Pour elle, il est crucial que « la justice puisse conduire ses propres investigations » afin d’« éclaircir les ramifications françaises » liées aux documents récemment publiés par le département de la Justice des États-Unis concernant le financier accusé de crimes sexuels, Jeffrey Epstein. Ces rapports, fournissant des millions de pages d’informations, constituent une ressource essentielle pour toute enquête légale.
La France Insoumise (LFI), de son côté, a récemment plaidé pour l'établissement d'une commission d’enquête parlementaire transpartisane, visant à permettre aux victimes de raconter leur histoire et d'explorer d'éventuelles « ingérences » et « financements » de partis politiques dans ce dossier. La demande repose sur l'idée que la lumière doit être faite sur des aspects encore flous de cette affaire complexe.

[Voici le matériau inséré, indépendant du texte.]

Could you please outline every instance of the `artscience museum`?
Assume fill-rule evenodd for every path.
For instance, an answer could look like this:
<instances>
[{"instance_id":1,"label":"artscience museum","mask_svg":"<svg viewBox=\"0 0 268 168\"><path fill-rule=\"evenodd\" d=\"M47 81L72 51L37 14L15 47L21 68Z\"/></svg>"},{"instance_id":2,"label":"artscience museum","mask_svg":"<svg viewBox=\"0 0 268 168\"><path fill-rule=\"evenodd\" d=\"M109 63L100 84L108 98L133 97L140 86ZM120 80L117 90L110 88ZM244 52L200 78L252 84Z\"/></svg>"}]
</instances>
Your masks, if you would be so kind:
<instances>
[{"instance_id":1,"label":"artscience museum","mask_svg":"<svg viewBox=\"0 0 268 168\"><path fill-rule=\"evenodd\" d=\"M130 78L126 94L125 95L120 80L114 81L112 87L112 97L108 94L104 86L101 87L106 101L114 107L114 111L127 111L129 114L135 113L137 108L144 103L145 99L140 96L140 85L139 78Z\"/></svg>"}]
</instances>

Parmi les personnalités au cœur des débats, l’ancien ministre de la Culture, Jack Lang, a été mentionné à plusieurs reprises. Il a récemment quitté la présidence de l’Institut du monde arabe après le lancement d'une enquête par le parquet national financier sur ses relations avec Epstein. Cette situation a suscité une réaction forte de la part de Braun-Pivet, qui s’est déclarée « profondément choquée » par les allégations. Elle a insisté sur l'inadmissibilité pour des hommes et des femmes politiques de tirer profit de la générosité de personnes privées, concluant : « C’est inacceptable de profiter de jet privés ou de vacances offertes ».